Brindó decididamente el brazo a la madre.
—¡Qué impertinente! —exclamó la tía. Comenzaron a andar, el padre iba entre la joven y la tía, y seguido de la criada con el cesto debajo del brazo.
—Permitid, señores… —decía la madre con sonrisa franca—, señores, por favor… señores, tened la bondad…
La gente se apartó abriéndole paso y por el claro se deslizaba toda la familia.
Conquistaron palmo a palmo el terreno que les separaba de la plaza del convento, llegando al fin a la primera fila de las terribles guardias, que eran la esperanza de toda esta familia.
Al llegar a este sitio, el padre, encaramándose sobre los hombros de Gilberto, divisó a unos veinte pasos al sobrino de su mujer que se retorcía el bigote.
Hizo con el sombrero tan extravagantes ademanes, que el sargento, reparando en él, se aproximó y solicitó de sus camaradas que se abrieran un poco para dejar paso.
Introdujéronse entonces por aquella abertura Gilberto, la madre, el padre, su hermana y su hija, seguidos de la criada, que no cesó, durante la travesía, de gritar, y de dirigir miradas feroces, aunque sus amos se cuidaron poco de averiguar la causa.
Ya había llegado Gilberto al sitio que tanto deseaba, y se dirigió al padre a quien dio las gracias, recibiendo en cambio mil afectuosas ofertas.
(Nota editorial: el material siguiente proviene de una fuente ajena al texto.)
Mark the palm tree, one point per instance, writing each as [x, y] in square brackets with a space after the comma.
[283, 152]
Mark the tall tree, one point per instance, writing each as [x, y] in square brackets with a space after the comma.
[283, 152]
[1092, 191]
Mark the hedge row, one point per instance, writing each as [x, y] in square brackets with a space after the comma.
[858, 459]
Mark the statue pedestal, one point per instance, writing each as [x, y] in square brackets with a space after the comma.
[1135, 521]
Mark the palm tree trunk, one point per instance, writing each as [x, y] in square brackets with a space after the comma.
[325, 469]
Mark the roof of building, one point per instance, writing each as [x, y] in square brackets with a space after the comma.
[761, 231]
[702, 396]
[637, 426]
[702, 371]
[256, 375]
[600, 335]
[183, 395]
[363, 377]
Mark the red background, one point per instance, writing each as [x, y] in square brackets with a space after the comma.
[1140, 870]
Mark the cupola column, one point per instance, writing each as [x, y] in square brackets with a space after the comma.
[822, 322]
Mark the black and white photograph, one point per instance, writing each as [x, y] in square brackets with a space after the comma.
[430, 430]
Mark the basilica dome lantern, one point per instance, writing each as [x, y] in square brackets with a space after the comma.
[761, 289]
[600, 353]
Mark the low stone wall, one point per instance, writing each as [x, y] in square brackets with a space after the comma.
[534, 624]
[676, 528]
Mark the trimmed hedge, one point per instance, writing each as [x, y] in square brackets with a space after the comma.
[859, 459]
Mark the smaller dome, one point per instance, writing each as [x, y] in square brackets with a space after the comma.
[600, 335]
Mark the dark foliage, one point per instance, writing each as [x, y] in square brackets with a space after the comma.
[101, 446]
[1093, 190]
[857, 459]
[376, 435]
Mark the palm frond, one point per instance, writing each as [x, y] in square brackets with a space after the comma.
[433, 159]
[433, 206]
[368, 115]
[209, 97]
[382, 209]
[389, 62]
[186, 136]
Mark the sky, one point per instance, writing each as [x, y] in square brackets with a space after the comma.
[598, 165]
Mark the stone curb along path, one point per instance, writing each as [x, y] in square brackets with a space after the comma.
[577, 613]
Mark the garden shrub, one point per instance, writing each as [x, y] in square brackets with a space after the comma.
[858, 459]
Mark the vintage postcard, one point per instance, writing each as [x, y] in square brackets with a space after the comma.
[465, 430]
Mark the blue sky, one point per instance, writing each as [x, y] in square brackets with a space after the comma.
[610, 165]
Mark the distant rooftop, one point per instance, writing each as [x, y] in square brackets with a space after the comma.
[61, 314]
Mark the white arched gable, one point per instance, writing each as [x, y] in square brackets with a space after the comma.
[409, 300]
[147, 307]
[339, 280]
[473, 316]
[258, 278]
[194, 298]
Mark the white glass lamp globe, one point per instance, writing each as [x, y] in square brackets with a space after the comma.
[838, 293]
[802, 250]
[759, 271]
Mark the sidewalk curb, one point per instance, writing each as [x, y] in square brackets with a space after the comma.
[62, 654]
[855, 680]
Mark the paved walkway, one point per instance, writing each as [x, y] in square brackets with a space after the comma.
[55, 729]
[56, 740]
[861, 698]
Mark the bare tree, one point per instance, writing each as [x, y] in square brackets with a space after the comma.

Pretendió la madre detenerle, pero la tía le invitó a marcharse, y se separaron para no volverse a ver.
Como en el sitio ocupado por Gilberto había solo privilegiados, este pudo llegar fácilmente al pie de un elevado tilo, se subió sobre una piedra, y asiéndose a una rama, esperó con impaciencia.
A la media hora rompieron estrepitosamente las bandas de tambores, retumbó el canon, y la majestuosa campana de la catedral, dio a los aires sus primeras vibraciones.